Luego, escribí 16 años contra el reciclado sistema de dominación clasista del somocismo de los gobiernos neoliberales, sin dictadura militar, pero con dictadura social y económica en su plenitud, agravada con una corrupción de dimensiones descomunales. Ese período, fue como superar la prueba contra todas las arremetidas montadas por los industriales del individualismo.

Desde la conversión del FSLN en el orteguismo, con sus aletazos corruptos contra la ética revolucionaria de los primeros años noventa, y ahora, cuando con las armas sucias de la política tradicional ha recuperado el poder, han llegado a caudales los motivos para ahogar el optimismo. Pero más poderosas son las razones para no bajar el ánimo en la lucha contra las falsificaciones y los abusos del poder.

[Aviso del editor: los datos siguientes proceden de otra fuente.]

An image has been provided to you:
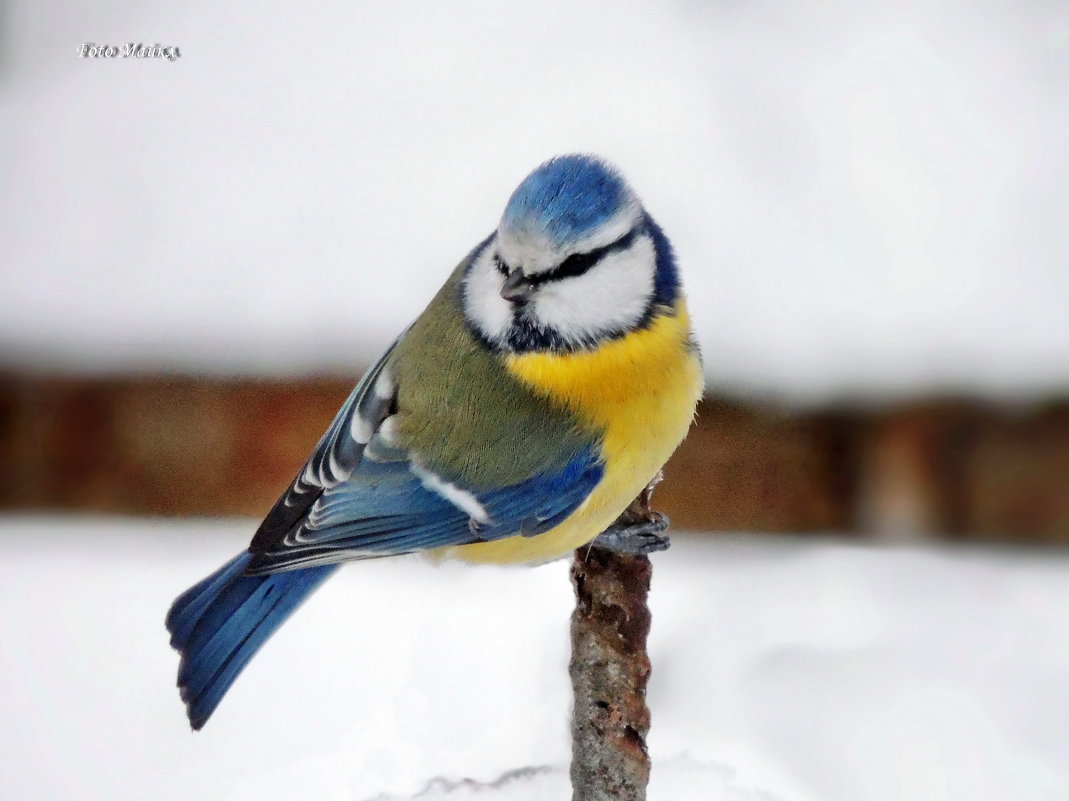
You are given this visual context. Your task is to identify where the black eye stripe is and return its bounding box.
[527,228,640,287]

Durante el tiempo que hoy estamos rememorando, han quedado registradas mis opiniones en torno a hechos sucedidos durante dos de los tres gobiernos neoliberales, los últimos años del primero de la restauración burguesa del poder y dos años del comienzo de la falsificación orteguista. Aunque no han de valer mucho, son reflejo de mis convicciones (quien escribe es como un buen padre: no malquiere a sus vástagos, sólo los corrige).

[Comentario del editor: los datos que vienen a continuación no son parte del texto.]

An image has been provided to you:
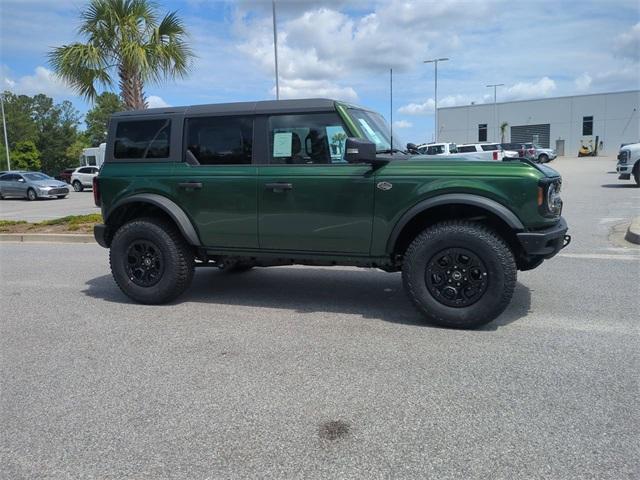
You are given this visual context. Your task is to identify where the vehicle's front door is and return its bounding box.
[258,112,374,255]
[173,116,258,248]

He tratado de superar el sectarismo, sin debilitar la convicción, de aprender a ser tolerante con quienes son portadores de otras ideas, pero no con quienes negocian con ellas. He procurado no abordar temas cuya esencia desconozco, y no me gusta cometer la ingenuidad de aconsejar a ningún político acerca de lo bueno que debe o podría hacer, le hago crítica siempre que lo hace mal. Nunca he encontrado motivo ni creo poderlo encontrar, para escribir algo complaciente para ningún político en busca de lograr algo personal, cualquiera que sea el político, así ostente todos los poderes.

Aquí está el último producto de estas convicciones y, mientras pueda seguir burlando “aquel inconveniente fatal”, otros los tendrán en sus manos los próximos martes que sean posibles. Esta confianza no es casual. Y soy justo al decirlo. Sin la existencia de EL NUEVO DIARIO, por las razones que se desprenden de lo que aquí he dicho, no hubiera podido publicar mucho, o quizá nada, en otro medio de comunicación.

Eso no sólo lo sé yo. Lo saben también los amigos y los no amigos. Porque END no es un hecho fortuito. Es resultado del mismo proceso de lucha del pueblo por la libertad. Tampoco su política editorial pluralista es casual, sino una conquista permanente de todos: editores, periodistas y lectores. Con su nacimiento, ya muy próximo a cumplir 29 años, se confirmó como hito de la nueva etapa del periodismo nicaragüense.

(Y disculpen si recargué un poco este artículo con referencias personales).